小説は人によって作り上げる過程が大きく違う。例をあげるならば商業作家であっても、プロットを書く人と書かない人がいる。
念密なプロットを練りあげてから小説を書き始める人や目の前に置かれた白紙の画面だけで書き上げる人まで様々だ。
私が知っている中で言えば、森博嗣氏はプロットを書かないそうだ。まさに無の状態からあれだけの多作を作り上げられるのだからさすがとしかいいようがない。
おそらく、彼はアイデアを頭の中でまとめ、設定を整理して覚えておく能力が優れているのだろう。
一方、プロットを作り、設定を完全に作り上げてから小説を書き始める人もいる。その場合、展開を最初から考えていることで最後まで一定のペースを保ち書き上げられると思う。それに比べて何も無いところから書き始めた場合、最後まで破綻なく作品を完結させることは非常に難しい。
また、複雑な物語を作るときはこちらの方法が優れている。より長編になればなるほどプロットを用意したほうがいいだろう。
さて、最後に私の場合を書いておこう。参考になるかは疑問が残るが。
まず、登場人物の設定と世界設定は概ね書き出しておいている。ただ、すべてをきっちり決めずにある程度の幅を持たせている。
そのほうが物語を作る上で発展的な内容を加えることができるからだ。
一方プロットを書くとはあまりしない。なぜだって、それはプロットが面白くてもそれにとらわれると結局面白さが半減するからだ。
それならば作らない方がましだ。
漫画でいうところの、ネームは面白いのにペン入れしたらつまらなくなったみたいなものである。

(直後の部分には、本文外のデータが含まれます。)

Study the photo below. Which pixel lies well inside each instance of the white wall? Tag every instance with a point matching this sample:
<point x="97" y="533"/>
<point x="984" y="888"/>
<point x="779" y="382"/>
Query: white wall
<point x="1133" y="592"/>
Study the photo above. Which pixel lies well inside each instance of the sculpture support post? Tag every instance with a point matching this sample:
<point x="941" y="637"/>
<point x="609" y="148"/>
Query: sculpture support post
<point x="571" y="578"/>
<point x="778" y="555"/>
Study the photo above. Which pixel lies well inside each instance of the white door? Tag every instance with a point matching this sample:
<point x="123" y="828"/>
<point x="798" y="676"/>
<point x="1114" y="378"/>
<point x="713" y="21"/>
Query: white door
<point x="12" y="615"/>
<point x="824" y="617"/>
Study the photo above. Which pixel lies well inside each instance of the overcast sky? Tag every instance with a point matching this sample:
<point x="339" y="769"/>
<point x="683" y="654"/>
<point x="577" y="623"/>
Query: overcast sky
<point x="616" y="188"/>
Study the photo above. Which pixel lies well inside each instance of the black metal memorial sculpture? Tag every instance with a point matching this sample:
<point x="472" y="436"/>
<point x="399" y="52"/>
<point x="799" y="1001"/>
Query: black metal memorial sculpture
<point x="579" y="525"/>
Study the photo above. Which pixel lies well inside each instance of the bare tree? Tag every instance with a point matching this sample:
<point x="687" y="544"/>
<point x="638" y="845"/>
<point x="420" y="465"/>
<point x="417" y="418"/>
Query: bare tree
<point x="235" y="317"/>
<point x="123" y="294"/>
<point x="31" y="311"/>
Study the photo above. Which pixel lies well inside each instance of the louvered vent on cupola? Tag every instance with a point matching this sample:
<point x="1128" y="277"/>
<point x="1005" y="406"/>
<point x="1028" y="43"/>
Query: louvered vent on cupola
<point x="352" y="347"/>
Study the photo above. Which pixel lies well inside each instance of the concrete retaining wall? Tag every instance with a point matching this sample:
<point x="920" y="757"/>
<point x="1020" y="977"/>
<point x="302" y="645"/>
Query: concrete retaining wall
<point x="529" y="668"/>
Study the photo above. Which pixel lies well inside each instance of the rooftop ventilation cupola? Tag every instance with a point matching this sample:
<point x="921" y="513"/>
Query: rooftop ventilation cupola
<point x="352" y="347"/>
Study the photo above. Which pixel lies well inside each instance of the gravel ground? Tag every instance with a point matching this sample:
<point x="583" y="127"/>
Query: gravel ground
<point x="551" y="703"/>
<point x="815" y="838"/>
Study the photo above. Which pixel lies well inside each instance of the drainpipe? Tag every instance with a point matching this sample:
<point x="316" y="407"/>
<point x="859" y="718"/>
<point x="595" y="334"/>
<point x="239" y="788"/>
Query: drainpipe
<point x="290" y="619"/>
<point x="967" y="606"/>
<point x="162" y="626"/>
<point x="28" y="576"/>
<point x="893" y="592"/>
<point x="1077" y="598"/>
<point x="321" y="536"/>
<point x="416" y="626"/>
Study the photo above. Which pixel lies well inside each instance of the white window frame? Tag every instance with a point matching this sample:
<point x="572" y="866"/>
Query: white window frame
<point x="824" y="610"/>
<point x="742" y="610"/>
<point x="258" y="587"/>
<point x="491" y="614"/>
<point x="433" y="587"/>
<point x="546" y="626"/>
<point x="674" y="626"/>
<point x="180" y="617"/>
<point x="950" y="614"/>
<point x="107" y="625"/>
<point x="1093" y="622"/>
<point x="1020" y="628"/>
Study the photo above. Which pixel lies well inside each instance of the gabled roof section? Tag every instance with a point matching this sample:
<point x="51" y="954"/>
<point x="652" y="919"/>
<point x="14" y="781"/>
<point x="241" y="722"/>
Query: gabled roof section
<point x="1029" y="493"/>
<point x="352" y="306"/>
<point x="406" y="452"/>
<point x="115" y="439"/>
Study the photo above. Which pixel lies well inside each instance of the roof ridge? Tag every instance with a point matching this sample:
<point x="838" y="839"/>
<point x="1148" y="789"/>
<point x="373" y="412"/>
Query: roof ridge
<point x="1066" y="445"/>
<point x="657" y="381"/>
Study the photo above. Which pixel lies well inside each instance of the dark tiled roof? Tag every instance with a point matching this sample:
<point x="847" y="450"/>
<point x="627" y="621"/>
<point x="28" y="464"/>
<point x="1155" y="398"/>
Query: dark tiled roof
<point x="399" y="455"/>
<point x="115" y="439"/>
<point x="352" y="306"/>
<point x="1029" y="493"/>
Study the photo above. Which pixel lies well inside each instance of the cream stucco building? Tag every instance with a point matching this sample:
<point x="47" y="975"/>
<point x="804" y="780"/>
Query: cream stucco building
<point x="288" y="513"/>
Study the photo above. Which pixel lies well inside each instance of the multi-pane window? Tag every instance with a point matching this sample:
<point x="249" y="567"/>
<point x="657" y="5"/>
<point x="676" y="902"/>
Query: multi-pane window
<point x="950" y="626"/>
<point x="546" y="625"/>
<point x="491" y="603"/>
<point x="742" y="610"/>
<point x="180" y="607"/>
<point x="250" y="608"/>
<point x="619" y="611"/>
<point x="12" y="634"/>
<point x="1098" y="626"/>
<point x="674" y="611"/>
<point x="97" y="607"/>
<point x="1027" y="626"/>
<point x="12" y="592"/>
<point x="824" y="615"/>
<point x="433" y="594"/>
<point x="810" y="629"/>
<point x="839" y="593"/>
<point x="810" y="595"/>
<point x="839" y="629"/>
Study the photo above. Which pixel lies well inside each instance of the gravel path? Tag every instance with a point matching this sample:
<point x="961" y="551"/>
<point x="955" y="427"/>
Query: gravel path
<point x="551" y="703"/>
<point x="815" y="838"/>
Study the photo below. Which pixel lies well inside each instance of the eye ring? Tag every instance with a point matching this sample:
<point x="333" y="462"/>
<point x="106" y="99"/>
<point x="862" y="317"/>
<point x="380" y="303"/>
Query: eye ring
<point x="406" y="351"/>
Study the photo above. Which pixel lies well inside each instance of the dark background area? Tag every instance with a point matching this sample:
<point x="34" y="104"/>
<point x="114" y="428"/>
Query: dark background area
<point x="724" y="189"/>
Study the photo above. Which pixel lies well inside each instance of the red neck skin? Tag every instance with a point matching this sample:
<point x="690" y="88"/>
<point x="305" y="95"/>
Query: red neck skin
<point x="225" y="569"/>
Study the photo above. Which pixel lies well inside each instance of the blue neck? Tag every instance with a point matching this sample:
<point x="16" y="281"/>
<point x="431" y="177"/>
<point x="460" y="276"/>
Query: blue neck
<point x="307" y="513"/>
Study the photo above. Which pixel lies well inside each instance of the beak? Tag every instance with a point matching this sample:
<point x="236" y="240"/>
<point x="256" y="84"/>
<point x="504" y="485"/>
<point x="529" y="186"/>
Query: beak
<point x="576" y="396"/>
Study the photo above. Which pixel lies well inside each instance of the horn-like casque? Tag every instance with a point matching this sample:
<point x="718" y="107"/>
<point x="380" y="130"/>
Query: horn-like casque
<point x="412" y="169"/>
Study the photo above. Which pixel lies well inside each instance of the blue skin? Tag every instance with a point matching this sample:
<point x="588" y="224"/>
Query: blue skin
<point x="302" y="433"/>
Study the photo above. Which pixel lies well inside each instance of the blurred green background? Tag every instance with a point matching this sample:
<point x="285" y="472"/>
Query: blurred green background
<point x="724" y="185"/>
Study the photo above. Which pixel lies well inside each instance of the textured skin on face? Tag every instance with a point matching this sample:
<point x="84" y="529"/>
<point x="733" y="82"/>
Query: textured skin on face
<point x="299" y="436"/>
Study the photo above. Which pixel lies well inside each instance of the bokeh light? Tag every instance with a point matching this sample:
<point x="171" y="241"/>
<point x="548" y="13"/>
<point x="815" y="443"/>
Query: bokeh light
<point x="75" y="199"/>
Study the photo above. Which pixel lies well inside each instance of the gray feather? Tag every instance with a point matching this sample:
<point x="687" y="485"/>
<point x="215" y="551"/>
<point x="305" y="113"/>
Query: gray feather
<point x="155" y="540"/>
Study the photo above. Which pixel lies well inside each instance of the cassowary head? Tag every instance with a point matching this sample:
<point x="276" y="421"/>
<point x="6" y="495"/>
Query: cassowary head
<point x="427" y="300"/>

僕の場合、付け加えるならばプロットを作ったことで満足してしまうことも多いからだ。それで安心してしまい、結局書かずじまいだったことがなんどもある。
だから僕はプロットは書かない。
代わりに使っているのが、小さな章をたくさん作ることである。良い物語の流れは起承転結で成り立っているが、さらに分解すれば各項目の中にも無数の章が沢山ある。
それらを書き出していることで、大まかな展開を考えだしておくのだ。この曖昧さが僕にとっては心地良い。
例えば
第一章 旅立ち
第2章 出会い
第3章 誰々との過去
みたいな感じである。言ってしまえば目次みたいなものだ。
こんな方法で僕は小説を書いている。みなさんはどうだろうか。